Notificação a terceiro, tutela trabalhista ou cível e queixa-crime têm pressupostos, competências e prazos próprios. Elas podem coexistir, mas uma não serve como atalho probatório para outra, e o desligamento não deve ser apresentado como sequência automática.
Quando a justa causa não se sustenta
A justa causa pode ser afastada quando não se prova autoria ou quando a informação era pública, evidente no setor ou circulava internamente sem tratamento confidencial. Falta de imediatidade, desproporção entre fato e sanção ou dupla punição também podem comprometer a medida. A CLT não impõe, como regra geral ao empregador privado, processo disciplinar interno com contraditório prévio; o essencial é prova lícita e suficiente dos requisitos da penalidade.
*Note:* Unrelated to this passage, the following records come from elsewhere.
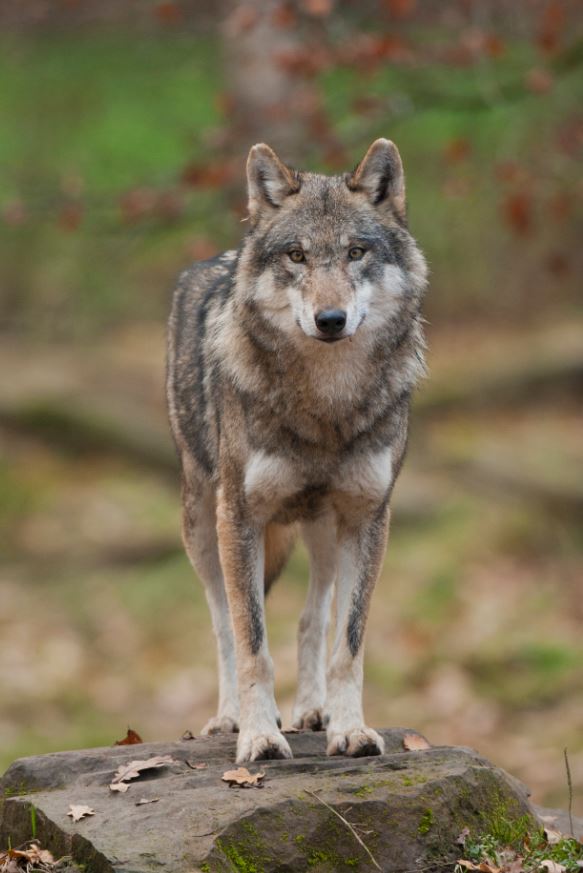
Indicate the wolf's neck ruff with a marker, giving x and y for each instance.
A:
(291, 364)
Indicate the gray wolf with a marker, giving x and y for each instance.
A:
(291, 365)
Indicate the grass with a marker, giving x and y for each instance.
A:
(512, 841)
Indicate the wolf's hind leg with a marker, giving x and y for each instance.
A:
(320, 539)
(361, 551)
(200, 540)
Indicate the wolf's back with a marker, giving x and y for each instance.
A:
(192, 374)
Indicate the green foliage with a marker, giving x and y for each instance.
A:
(426, 823)
(523, 842)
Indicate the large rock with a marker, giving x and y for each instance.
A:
(407, 807)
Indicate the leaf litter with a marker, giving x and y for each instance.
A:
(415, 743)
(243, 778)
(79, 811)
(134, 769)
(30, 858)
(132, 738)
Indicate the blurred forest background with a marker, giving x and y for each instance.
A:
(125, 128)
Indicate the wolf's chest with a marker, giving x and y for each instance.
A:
(278, 488)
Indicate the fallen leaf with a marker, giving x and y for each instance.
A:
(483, 867)
(12, 860)
(122, 787)
(134, 768)
(243, 777)
(415, 743)
(187, 735)
(77, 812)
(514, 866)
(131, 739)
(552, 866)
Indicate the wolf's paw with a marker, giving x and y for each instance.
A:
(311, 720)
(220, 725)
(357, 743)
(261, 747)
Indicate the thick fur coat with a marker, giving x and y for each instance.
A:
(291, 365)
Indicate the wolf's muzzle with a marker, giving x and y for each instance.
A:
(330, 322)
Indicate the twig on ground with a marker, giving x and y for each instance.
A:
(348, 825)
(570, 784)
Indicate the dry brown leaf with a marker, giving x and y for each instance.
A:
(131, 739)
(187, 735)
(135, 768)
(17, 860)
(241, 776)
(552, 866)
(78, 811)
(415, 743)
(200, 765)
(483, 866)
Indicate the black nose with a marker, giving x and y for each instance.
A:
(331, 321)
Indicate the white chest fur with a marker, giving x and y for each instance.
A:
(272, 480)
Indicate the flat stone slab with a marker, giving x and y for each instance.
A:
(408, 807)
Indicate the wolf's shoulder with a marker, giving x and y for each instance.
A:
(208, 276)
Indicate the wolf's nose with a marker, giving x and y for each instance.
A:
(331, 321)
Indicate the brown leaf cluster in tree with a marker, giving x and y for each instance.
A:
(415, 743)
(243, 778)
(517, 212)
(135, 768)
(132, 738)
(551, 26)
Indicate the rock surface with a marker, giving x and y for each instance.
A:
(407, 807)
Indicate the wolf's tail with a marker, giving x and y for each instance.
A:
(279, 541)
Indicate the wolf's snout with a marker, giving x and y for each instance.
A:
(331, 321)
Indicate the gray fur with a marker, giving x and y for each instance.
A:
(243, 375)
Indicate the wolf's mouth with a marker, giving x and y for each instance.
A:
(330, 339)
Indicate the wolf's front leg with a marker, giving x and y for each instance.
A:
(320, 539)
(361, 551)
(241, 550)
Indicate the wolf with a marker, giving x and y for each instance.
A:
(291, 364)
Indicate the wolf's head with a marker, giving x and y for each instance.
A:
(327, 257)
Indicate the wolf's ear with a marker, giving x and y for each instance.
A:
(380, 175)
(269, 181)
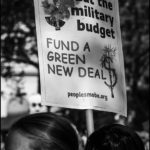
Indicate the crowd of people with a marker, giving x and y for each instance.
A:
(48, 131)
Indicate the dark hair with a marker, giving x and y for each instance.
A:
(47, 131)
(114, 137)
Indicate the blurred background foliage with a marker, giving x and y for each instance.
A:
(18, 45)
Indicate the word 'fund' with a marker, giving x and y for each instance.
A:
(101, 3)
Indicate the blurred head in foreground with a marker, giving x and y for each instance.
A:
(42, 131)
(114, 137)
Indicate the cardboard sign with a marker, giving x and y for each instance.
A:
(80, 54)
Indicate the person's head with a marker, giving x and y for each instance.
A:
(114, 137)
(42, 131)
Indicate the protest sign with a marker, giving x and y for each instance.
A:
(80, 54)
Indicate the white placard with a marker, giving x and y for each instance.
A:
(80, 54)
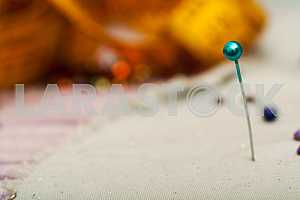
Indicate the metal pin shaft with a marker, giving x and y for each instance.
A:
(239, 75)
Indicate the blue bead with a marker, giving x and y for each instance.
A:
(297, 135)
(270, 114)
(233, 50)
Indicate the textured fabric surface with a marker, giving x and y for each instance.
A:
(187, 157)
(181, 157)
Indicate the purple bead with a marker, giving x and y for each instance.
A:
(297, 135)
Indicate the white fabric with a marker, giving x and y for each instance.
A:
(187, 157)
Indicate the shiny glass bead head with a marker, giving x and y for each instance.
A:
(233, 50)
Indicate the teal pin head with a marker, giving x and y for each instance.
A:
(233, 50)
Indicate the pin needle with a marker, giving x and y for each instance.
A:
(233, 51)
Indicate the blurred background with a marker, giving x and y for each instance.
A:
(102, 42)
(122, 41)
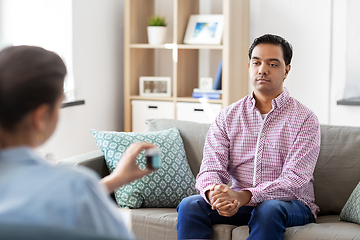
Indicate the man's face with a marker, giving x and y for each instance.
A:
(267, 69)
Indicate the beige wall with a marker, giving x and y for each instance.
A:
(98, 73)
(316, 30)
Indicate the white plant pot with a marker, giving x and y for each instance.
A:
(156, 35)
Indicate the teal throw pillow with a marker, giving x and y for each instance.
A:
(165, 187)
(351, 210)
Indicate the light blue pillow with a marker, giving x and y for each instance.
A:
(165, 187)
(351, 210)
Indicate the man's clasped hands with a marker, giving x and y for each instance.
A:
(227, 201)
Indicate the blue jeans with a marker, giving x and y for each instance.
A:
(268, 220)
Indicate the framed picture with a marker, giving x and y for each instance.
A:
(204, 29)
(155, 86)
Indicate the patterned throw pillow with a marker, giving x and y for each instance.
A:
(165, 187)
(351, 210)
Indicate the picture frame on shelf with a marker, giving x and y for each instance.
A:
(155, 86)
(204, 29)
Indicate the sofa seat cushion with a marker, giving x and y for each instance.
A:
(160, 224)
(327, 228)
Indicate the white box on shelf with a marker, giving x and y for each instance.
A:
(155, 86)
(197, 112)
(143, 110)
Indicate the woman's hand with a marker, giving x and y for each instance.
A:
(127, 170)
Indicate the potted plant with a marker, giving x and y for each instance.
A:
(156, 30)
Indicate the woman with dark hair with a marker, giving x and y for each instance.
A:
(33, 191)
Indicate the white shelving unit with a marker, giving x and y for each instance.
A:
(140, 57)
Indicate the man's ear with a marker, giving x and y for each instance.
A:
(40, 117)
(287, 70)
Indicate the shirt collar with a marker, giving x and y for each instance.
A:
(279, 101)
(22, 154)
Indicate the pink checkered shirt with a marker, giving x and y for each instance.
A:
(273, 158)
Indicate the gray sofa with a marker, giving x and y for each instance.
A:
(336, 175)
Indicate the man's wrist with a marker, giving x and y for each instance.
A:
(245, 196)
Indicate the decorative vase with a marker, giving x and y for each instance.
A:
(156, 34)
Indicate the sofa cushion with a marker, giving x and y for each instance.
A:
(337, 170)
(160, 224)
(326, 228)
(351, 210)
(165, 187)
(193, 135)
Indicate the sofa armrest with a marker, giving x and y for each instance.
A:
(94, 160)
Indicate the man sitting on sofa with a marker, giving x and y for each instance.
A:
(268, 144)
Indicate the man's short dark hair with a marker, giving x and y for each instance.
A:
(29, 76)
(276, 40)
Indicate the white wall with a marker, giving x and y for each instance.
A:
(340, 115)
(98, 73)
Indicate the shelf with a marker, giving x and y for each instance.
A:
(198, 46)
(178, 46)
(202, 100)
(184, 63)
(349, 102)
(137, 97)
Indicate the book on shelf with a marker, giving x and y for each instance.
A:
(208, 95)
(199, 90)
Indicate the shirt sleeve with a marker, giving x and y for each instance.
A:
(214, 166)
(96, 210)
(298, 168)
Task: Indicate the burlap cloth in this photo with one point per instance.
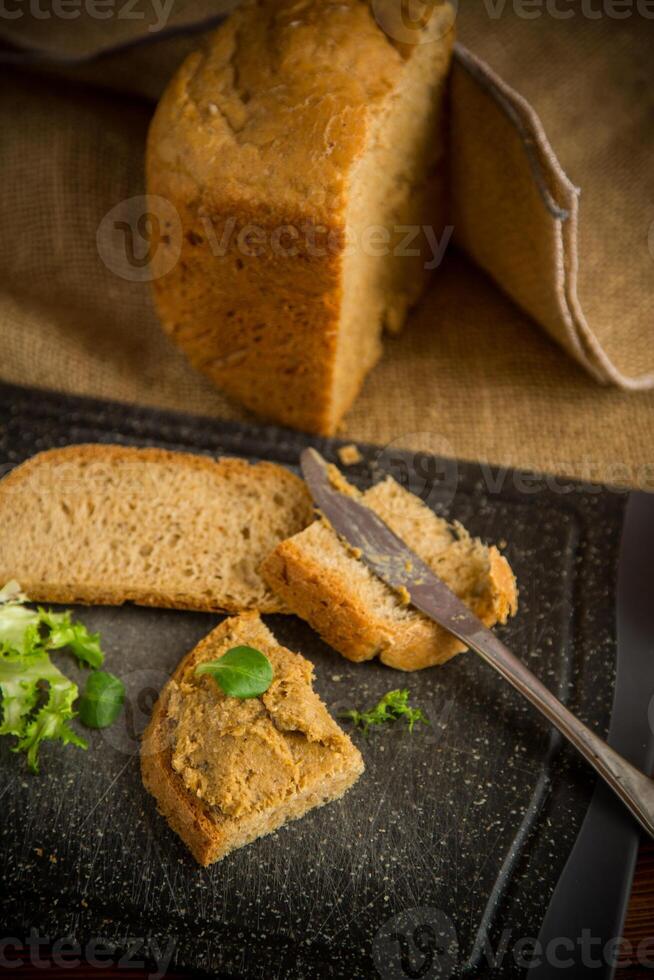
(476, 374)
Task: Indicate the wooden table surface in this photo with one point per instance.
(639, 929)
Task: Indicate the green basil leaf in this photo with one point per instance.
(242, 672)
(102, 700)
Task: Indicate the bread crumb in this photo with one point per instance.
(349, 455)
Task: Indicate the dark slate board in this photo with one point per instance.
(462, 828)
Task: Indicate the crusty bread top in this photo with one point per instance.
(242, 757)
(106, 524)
(277, 103)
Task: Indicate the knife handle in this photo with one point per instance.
(634, 788)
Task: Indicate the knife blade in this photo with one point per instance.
(385, 553)
(391, 560)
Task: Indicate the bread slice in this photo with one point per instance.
(224, 771)
(108, 524)
(304, 150)
(361, 617)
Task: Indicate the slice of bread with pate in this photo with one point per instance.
(321, 580)
(110, 524)
(225, 771)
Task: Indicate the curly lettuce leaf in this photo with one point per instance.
(64, 633)
(22, 677)
(36, 698)
(50, 722)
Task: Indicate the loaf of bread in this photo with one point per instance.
(225, 771)
(303, 149)
(108, 524)
(322, 581)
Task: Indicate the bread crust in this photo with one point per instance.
(261, 130)
(280, 480)
(209, 836)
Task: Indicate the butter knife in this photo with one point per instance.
(392, 561)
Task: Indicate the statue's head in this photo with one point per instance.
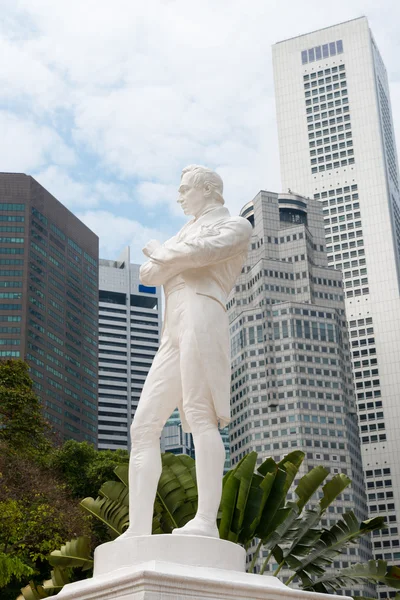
(200, 187)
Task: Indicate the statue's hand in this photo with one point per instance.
(150, 247)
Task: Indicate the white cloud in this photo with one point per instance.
(71, 193)
(145, 88)
(27, 146)
(117, 232)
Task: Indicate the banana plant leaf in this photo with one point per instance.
(332, 541)
(372, 571)
(269, 518)
(304, 532)
(112, 514)
(305, 489)
(238, 480)
(291, 464)
(177, 491)
(258, 495)
(51, 587)
(75, 553)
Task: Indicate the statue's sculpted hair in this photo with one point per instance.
(202, 176)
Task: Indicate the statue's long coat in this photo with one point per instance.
(207, 255)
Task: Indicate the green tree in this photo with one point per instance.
(37, 513)
(83, 468)
(254, 506)
(23, 427)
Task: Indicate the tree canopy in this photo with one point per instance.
(23, 427)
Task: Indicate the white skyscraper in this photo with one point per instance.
(291, 384)
(337, 146)
(129, 333)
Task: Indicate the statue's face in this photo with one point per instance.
(191, 199)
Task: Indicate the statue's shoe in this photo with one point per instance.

Um caso comum: tabela de preços repassada ao concorrente
Uma distribuidora de autopeças percebe que um concorrente vem batendo, sistematicamente, exatamente a condição de preço oferecida a cada cliente grande. A apuração interna revela que um analista comercial vinha enviando a tabela de preços atualizada a um contato no concorrente em troca de vantagem pessoal. Com o histórico de e-mails, o registro de acesso ao sistema e o depoimento de um cliente que confirmou a coincidência das propostas, a distribuidora reúne base para dispensa por justa causa e para ação de indenização.
Governança da apuração e cálculo do dano
Defina escopo, responsáveis, fontes de dados, cadeia de custódia e critérios de acesso. Separe o valor do segredo do prejuízo efetivamente atribuído ao vazamento e considere medidas de mitigação. Eventual processo judicial ou administrativo deve assegurar defesa no procedimento correspondente, e a coleta interna deve respeitar minimização e necessidade; volume de dados não substitui qualidade da prova.
Perguntas frequentes
A empresa pode monitorar e-mail corporativo do funcionário para investigar o vazamento?
O acesso a ferramenta corporativa pode ser admitido em contextos específicos, especialmente com finalidade profissional, política prévia e controle proporcional. Isso não autoriza devassa indiscriminada, acesso a conta pessoal ou coleta sem necessidade. Preserve integridade, delimite o período e considere privacidade, LGPD e circunstâncias do vínculo antes de usar o material como prova.